Search code examples
bashawksed

remove line in text file with bash if the date is older than 30 days


I have a text file that looks like this:

test10 2016-05-30 207
test11 2016-06-01 207
test12 2016-07-20 207
test13 2016-07-21 207
test14 2016-07-25 207

And I want to remove the lines from the text file if that date is older than 30 days. How can I do this?

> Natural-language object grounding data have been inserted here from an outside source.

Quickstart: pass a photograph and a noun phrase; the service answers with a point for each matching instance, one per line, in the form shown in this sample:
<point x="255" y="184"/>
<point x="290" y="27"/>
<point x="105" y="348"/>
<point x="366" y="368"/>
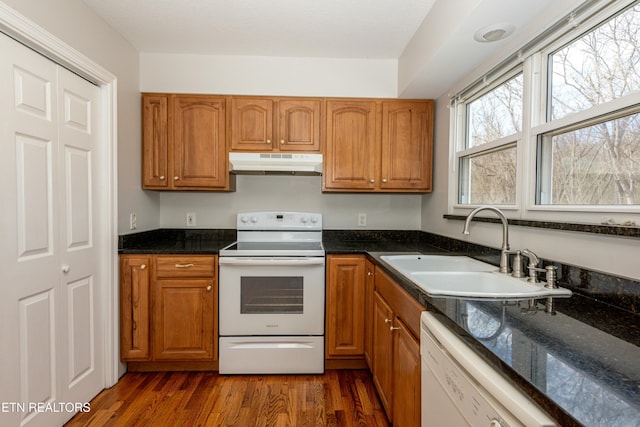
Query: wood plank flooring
<point x="337" y="398"/>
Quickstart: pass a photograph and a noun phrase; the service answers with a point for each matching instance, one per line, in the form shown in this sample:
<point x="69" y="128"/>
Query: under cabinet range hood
<point x="275" y="163"/>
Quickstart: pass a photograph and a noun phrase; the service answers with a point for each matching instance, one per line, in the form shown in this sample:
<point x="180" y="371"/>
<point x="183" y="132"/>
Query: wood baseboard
<point x="171" y="366"/>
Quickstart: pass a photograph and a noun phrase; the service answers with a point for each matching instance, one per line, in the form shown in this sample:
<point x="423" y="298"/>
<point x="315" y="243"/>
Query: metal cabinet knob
<point x="184" y="265"/>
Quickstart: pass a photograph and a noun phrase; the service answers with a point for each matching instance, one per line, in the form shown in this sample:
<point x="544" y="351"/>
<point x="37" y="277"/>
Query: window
<point x="559" y="128"/>
<point x="488" y="160"/>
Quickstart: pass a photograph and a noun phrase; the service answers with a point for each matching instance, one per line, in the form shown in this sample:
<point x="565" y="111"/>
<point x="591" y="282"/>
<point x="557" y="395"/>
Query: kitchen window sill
<point x="606" y="229"/>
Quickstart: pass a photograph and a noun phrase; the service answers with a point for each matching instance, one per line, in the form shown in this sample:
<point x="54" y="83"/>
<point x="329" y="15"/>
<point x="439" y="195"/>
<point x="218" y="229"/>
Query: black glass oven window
<point x="271" y="295"/>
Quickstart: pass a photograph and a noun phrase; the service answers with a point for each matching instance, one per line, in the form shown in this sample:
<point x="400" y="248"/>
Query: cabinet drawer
<point x="185" y="266"/>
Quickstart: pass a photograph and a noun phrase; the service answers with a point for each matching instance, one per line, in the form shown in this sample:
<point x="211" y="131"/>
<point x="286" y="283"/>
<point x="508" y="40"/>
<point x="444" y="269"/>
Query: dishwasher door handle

I have read some aboud sed but not sure if it can be done or how to go about doing it.


Solution

  • The nice thing about YYYY-MM-DD is that its alpha sort is identical to its sort order as a date object -- so you can just generate a string representing the cutoff date and compare to that.

    If you have GNU date:

    cutoff=$(date -d 'now - 30 days' '+%Y-%m-%d')
    awk -v cutoff="$cutoff" '$2 >= cutoff { print }' <in.txt >out.txt && mv out.txt in.txt
    

    It's also possible to rely on GNU awk (gawk) rather than GNU date:

    gawk -v current="$(date +"%Y %m %d %H %M %S")" \
      'BEGIN {
         cutoff_secs = mktime(current) - (60 * 60 * 24 * 30)
       }
    
       {
         line_secs=mktime(gensub(/-/, " ", "g", $2) " 00 00 00")
         if (line_secs >= cutoff_secs) { print }
       }' <in.txt >out.txt && mv out.txt in.txt
    

    Note that the latter implementation starts at the current time 30 days ago, rather than at the beginning of the day 30 days ago; replace %H %M %S with 00 00 00 if you don't want this behavior.